エコシステム 廃瓦や廃レンガを活用して世界の都市を循環型に

石川県に本拠地を置く株式会社エコシステムは、廃瓦という、そのほとんどが埋め立て処分される産業廃棄物を、機能性舗装材に生まれ変わらせる技術を持つ企業だ。舗装材を作るだけでなく、その製造技術や舗装施工技術も、フランチャイズ方式で全国展開。廃瓦アップサイクルの「地産地消」を掲げる。

髙田 実
(株式会社エコシステム 代表取締役)

都市型洪水やヒートアイランドを
抑止する透水性と保水性

家屋をはじめ、多くの建物に使用される瓦。建物が解体される場合、瓦は産業廃棄物として扱われ、その量は全国で100万トン近くに上るという。そしてそのほとんどが、安定型処分場で埋め立てられているのが現状だ。この廃瓦を、環境負荷を低減する機能性舗装材にアップサイクルする技術を有するのが、株式会社エコシステムである。

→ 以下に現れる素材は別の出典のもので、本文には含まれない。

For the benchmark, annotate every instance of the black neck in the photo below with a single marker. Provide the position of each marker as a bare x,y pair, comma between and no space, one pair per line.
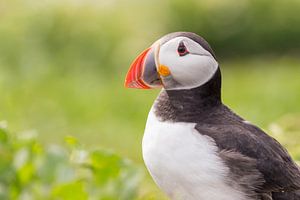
190,104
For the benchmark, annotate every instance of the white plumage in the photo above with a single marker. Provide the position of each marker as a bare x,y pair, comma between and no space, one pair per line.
184,163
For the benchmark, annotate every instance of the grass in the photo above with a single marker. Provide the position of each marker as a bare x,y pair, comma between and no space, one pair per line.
96,108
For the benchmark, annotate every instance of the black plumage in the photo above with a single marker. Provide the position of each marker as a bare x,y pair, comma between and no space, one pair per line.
258,163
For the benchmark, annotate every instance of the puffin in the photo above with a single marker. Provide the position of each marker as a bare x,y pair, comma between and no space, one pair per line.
194,146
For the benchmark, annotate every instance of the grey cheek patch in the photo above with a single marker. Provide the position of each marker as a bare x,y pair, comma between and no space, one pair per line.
170,83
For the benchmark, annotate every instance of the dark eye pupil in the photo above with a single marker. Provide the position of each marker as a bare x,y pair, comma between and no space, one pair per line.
182,51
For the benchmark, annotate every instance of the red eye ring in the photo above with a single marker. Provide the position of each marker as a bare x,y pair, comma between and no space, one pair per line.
182,50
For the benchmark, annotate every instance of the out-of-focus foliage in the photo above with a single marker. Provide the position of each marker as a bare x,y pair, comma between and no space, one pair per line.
241,28
30,170
62,67
287,131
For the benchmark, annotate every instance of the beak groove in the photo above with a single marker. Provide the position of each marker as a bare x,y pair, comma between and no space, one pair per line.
143,73
134,75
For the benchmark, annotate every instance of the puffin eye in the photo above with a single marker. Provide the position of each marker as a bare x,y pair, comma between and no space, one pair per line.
182,51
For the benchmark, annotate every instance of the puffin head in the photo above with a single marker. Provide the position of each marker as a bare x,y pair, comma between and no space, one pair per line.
177,61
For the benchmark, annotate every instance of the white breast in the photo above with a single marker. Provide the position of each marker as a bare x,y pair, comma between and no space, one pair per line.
184,163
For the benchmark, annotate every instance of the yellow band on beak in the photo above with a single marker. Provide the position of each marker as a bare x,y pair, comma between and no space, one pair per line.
164,70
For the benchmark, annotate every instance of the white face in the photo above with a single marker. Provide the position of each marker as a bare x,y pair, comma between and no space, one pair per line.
188,69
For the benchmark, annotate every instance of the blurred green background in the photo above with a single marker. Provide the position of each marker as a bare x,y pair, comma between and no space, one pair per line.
63,63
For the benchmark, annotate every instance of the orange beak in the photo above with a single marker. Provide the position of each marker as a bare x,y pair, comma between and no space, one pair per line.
142,73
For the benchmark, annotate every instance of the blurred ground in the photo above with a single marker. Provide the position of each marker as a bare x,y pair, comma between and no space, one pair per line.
63,63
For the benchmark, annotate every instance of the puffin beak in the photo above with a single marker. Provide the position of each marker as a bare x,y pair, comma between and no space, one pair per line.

「これからますます都市化が進むと、より多くの地表がコンクリートやアスファルトで覆われ、その結果、ヒートアイランド現象はますます深刻化し、ゲリラ豪雨等による都市型洪水の発生率は高まります。その解決策の1つとして、当社は、廃瓦を使って作る透水性や保水性を持つ舗装材の製造だけでなく、それらを製造する機械や技術、舗装施工技術も提供。その事業を通し、全世界の都市を循環型の未来都市にするというゴールを掲げています」と話すのが、代表取締役の髙田実氏だ。

廃瓦で作る舗装材が透水性や保水性に優れている理由は、瓦の多孔質にある。

「透水性があるため雨が降っても水たまりができません。とりわけ都市部では、道路などの透水性は防災や減災の大きなキーワードになっています。一方で保水性も持たせられるので、夏場、アスファルトやコンクリートから立ち上る暑さを防ぎます。路面の温度を低く保つことができるので、ヒートアイランド現象や熱帯夜を抑制できる効果もあります」

普通のコンクリートに比べて柔らかいため、脚への負担が低く、人が歩く場所の舗装材としても適していると髙田氏。これまで、公園の園路、広場、公共施設の外構など、様々な場所で施工実績を重ねている。